Shawn Yang of the Blue Lotus Research Institute said in a report that the company “is positive about the impact of separate listing and disclosure of multiple business units.”

Wedbush Securities analyst Dan Ives told CNBC that Alibaba’s plan to spin off its Cloud unit is a “no-brainer strategic move that we believe adds value to Baba’s share valuation” and a “step in the right direction for the story of Alibaba.”

The regulatory environment for Internet companies seems to be deteriorating and we see Alibaba as the main beneficiary as a proxy in China.

Read more about technology and crypto from CNBC Pro

Alibaba Cloud, the computing unit behind the tech firm’s ChatGPT-style product Tongyi Qianwenis the “real crown jewel,” said Shao, who noted that artificial intelligence has the ability to change the way people do things and even humanity.

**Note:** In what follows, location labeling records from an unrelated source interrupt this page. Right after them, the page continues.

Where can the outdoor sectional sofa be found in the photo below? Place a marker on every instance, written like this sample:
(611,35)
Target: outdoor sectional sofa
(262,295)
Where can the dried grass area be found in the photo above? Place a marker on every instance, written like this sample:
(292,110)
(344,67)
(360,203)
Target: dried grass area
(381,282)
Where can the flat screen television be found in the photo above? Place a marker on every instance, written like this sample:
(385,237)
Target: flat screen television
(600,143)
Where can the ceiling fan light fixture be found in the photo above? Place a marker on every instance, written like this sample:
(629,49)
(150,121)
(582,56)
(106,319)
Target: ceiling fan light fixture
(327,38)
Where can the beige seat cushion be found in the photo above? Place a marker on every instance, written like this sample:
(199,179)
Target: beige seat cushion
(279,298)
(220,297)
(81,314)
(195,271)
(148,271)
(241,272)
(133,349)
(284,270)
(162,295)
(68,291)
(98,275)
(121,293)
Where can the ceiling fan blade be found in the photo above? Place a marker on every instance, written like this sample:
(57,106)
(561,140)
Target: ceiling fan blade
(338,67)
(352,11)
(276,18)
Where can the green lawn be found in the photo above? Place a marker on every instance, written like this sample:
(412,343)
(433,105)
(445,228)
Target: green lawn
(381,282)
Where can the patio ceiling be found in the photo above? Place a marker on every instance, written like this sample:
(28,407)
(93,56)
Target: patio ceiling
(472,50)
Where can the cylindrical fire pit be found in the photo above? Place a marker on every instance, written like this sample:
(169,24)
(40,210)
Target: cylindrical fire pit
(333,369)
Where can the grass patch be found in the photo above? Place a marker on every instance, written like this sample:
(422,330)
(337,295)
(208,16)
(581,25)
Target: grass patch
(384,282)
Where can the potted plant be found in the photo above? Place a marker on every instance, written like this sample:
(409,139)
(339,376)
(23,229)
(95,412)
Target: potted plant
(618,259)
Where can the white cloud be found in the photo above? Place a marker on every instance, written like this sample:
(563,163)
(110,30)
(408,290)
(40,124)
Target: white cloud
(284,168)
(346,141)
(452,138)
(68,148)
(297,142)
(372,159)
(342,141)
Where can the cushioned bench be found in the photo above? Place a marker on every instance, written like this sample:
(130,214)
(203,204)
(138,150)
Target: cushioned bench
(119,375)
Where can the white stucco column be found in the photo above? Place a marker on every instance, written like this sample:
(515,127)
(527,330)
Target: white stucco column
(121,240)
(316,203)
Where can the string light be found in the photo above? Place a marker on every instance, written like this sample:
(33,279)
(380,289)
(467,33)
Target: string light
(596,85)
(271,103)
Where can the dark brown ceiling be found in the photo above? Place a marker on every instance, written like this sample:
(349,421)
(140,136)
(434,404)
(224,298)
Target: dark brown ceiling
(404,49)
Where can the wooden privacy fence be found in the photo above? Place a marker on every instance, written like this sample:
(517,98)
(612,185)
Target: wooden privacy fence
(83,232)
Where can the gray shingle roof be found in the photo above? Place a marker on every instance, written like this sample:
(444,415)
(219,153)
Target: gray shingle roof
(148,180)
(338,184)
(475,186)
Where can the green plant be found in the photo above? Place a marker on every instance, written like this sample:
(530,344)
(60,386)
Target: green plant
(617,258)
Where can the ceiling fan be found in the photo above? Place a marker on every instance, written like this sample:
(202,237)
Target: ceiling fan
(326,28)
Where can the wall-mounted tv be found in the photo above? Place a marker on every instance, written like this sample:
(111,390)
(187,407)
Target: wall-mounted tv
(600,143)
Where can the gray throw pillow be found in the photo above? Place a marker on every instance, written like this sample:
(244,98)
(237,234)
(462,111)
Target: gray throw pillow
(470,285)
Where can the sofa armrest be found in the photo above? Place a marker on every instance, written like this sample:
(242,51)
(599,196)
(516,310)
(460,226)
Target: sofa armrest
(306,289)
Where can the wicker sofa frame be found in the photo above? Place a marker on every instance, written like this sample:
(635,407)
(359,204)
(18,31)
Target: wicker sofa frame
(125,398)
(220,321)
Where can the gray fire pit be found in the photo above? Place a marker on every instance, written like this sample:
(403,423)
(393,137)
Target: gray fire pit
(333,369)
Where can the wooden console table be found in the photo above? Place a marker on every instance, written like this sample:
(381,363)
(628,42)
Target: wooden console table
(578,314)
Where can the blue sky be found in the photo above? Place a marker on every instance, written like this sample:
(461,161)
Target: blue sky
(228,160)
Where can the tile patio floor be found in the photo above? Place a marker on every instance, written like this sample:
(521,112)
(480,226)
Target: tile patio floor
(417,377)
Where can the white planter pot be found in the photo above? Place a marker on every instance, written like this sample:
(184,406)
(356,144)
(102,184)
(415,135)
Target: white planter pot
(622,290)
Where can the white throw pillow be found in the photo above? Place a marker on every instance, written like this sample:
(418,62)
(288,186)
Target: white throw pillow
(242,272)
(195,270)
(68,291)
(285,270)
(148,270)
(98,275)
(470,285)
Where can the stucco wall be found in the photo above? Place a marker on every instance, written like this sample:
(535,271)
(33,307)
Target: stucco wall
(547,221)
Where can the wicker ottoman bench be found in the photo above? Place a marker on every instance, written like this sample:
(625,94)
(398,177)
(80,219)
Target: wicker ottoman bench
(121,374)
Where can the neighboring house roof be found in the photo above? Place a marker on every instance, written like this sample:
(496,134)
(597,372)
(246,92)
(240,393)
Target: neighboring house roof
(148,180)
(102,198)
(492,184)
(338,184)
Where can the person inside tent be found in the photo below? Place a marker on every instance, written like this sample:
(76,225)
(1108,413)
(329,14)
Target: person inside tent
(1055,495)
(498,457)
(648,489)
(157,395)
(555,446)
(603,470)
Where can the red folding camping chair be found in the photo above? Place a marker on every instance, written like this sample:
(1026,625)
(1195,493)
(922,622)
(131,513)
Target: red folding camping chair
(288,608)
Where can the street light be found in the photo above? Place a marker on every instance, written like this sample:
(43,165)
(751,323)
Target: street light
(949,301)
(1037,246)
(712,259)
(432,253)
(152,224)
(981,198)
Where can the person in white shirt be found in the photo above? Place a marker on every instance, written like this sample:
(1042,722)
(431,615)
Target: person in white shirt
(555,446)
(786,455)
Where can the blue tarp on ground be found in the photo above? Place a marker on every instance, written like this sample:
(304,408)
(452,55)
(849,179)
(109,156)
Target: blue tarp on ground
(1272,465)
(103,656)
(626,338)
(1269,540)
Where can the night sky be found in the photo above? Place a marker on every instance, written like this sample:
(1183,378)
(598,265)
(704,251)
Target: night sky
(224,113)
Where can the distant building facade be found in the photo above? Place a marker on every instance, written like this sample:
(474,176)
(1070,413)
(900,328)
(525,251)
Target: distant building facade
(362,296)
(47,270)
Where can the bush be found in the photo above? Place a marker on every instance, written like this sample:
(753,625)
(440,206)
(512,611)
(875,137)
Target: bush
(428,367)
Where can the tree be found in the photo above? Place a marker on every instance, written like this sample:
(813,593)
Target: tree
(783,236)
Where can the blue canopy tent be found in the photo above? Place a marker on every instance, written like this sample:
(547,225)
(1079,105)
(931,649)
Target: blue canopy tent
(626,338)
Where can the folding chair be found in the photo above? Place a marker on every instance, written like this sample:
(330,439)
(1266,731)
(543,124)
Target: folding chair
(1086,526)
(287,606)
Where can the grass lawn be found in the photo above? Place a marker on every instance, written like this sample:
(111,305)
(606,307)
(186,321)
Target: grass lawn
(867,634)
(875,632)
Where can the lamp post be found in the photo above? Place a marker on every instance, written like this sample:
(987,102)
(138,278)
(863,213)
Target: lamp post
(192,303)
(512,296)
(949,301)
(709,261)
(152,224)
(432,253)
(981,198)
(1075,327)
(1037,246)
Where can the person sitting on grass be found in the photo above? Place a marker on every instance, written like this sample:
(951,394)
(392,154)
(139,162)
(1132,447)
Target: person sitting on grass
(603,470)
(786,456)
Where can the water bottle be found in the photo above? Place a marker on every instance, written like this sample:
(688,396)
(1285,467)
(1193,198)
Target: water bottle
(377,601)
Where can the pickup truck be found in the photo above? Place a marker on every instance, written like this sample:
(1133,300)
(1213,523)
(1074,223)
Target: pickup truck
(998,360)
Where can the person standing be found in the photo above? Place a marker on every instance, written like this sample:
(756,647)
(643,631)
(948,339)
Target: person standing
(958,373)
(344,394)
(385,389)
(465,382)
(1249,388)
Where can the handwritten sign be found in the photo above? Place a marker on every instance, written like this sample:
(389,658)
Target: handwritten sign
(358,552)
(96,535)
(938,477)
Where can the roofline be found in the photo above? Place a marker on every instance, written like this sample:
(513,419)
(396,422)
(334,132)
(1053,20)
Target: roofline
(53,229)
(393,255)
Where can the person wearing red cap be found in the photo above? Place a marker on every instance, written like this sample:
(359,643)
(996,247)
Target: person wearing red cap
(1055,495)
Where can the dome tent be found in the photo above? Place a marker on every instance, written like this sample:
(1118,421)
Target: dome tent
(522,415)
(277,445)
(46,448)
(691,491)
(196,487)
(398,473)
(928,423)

“The value of Alibaba Cloud could easily be north of about $100 billion two, three years down the road,” Shao said.

Still recovering

China's e-commerce competition will be 'intense' this year, says Goldman Sachs

“I think the e-commerce numbers are showing some recovery on a one-year basis and on a two-year basis, we’re seeing some signs of this consumption slowly recovering,” he said. said Keung.

“Travel is fast and things are starting to pick up in the month of March with clothes.”

Keung said they are “expecting some attractive prices that will drive demand during the 618 shopping festival.” The 618 shopping festival, which will take place on June 18, is one of the most important shopping festivals in China.